13 de abril de 2014

Breve comentário ao Acórdão nº 136/2005

       
       Na sequência de uma organização ambientalista ter visto ser indeferido pelo Tribunal Administrativo do Círculo de Lisboa, um requerimento de intimação do Primeiro-Ministro, com o intuito de ver facultada certidões relativas a um contrato celebrado entre o Estado Português e empresas do grupo B, com o objectivo de avaliar a incidência ambiental e concorrencial do projecto de implantação de uma unidade industrial em Esposende, a organização decidiu interpor recurso para o Tribunal Central Administrativo, no qual alegava a inconstitucionalidade dos artigos 10 da Lei 65/93, de 26 de Agosto (L.A.D.A - Lei de acesso a documentos da administração) e 13, nº 1 do DL 321/95, de 28 de Novembro, isto por entender que impunham reservas do direito à informação para além do consagrado no artigo 286, nº 2 da Constituição da República Portuguesa (CRP). O tribunal negou provimento ao recurso por entender que, estando em causa uma colisão entre o direito à informação e os direitos à propriedade e iniciativa privada, com o inerente segredo industrial e comercial, teria de considerar-se o artigo 10 da L.A.D.A. sendo que, só quando não exista lei é legítima a ponderação dos valores em conflito pelo intérprete.
       Desta maneira, a organização ambientalista recorreu para o Tribunal Constitucional, de modo a serem apreciadas as normas constantes dos artigos supra referidos.
O Tribunal Constitucional julgou os  referidos artigos não inconstitucionais, seguindo então decisões anteriores, nomeadamente o acórdão 254/99, na medida em que as restrições ao direito à informação, ainda que não resultassem directamente da letra do artigo 268, nº 2 da CRP, resultavam de preceitos cujos valores subjacentes, tal como o segredo comercial e industrial, gozariam de protecção igualmente. O Tribunal Constitucional entendeu assim que, toda e qualquer informação relacionada com o projecto estava sujeita ao dever de sigilo, sem fazer qualquer ponderação, contrariamente ao que já teria feito anteriormente, designadamente nos acórdãos 335/99 e 385/99.

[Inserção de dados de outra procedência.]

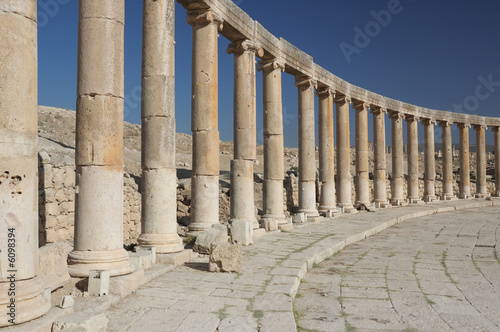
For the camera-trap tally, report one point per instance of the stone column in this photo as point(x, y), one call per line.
point(343, 154)
point(19, 164)
point(397, 181)
point(326, 151)
point(362, 166)
point(245, 132)
point(412, 132)
point(204, 121)
point(307, 147)
point(481, 188)
point(274, 162)
point(429, 160)
point(464, 160)
point(99, 141)
point(159, 174)
point(447, 160)
point(380, 163)
point(496, 130)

Ora, é neste ponto que discordamos da decisão em causa. É entendimento unânime que todos os direitos fundamentais podem ser restringidos por outro direitos ou bens constitucionalmente protegidos, com os quais estejam em situação de conflito. Isto porque,  não é possível fazer-se uma previsão exaustiva de todas as realidades que possam, eventualmente, entrar em conflito. 

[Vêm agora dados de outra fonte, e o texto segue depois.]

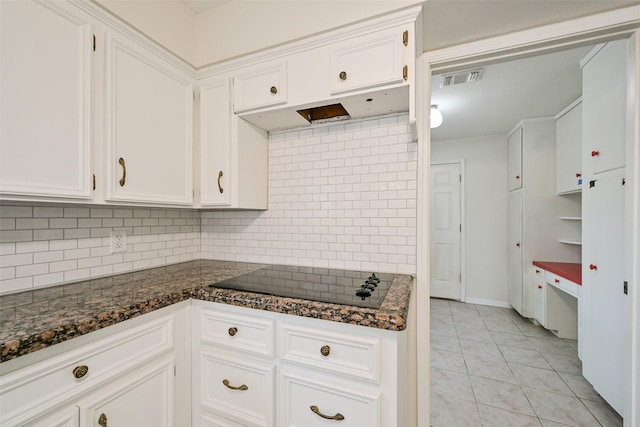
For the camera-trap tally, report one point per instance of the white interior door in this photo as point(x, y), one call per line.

Visto que o ambiente consubstancia-se num interesse constitucionalmente protegido, era necessário, no caso sub judice, fazer-se uma ponderação casuística das realidades em questão. Não estando em causa um direito absoluto, podem existir restrições para além das constantes do artigo 268, nº 2 da CRP, ainda assim essas restrições não podem ser arbitrárias. O caso em análise necessitava de uma ponderação dos valores em causa, o que não foi feito pelo Tribunal Constitucional, violando-se assim, os princípios da proporcionalidade, adequação e necessidade, previsto no artigo 18, nº 2 da CRP.
     Mais dois pontos que consideramos relevantes e que não foram atendidos pelo tribunal. Em primeiro lugar, para garantir uma correcta defesa e preservação do ambiente, bem como uma maior legitimidade respeitante à actuação administativa, é fulcral garantir o acesso è informação ambiental e, em segundo lugar, o facto de o princípio da prevenção ambiental reclamar uma actuação ex ante, o que torna o acesso a informação essencial.
   Parece-nos também que o Tribunal Constitucional deveria ter atendido à Convenção Aarhus, a qual, entre outras matérias, propõe uma garantia de acesso ao público à informação sobre ambiente. Isto porque, Portugal tornou-se parte em 2003 e, devia ter sido considerada a especialidade do direito à informação ambiental.
Em jeito de conclusão, importa referir que, nos dias de hoje, pensamos que esta decisão teria sido diferente, visto que, a Lei 19/2006 de 12 de Junho (L.A.I.A - Lei de acesso à informação sobre ambiente) veio introduzir alterações significativas. No caso analisado, teríamos de atender ao artigo 11, nº 6, alínea d), sendo que o pedido de acesso à informação poderia ser negado se prejudicasse a confidencialidade de informações comerciais ou industriais. Mas, ainda assim, teríamos de atender também aos números 7 e 8 do artigo 11, sendo que, o referido nº 6 não justifica toda e qualquer restrição, havendo a necessidade de uma interpretação restritiva dos fundamentos do indeferimento, com base num juízo de proporcionalidade.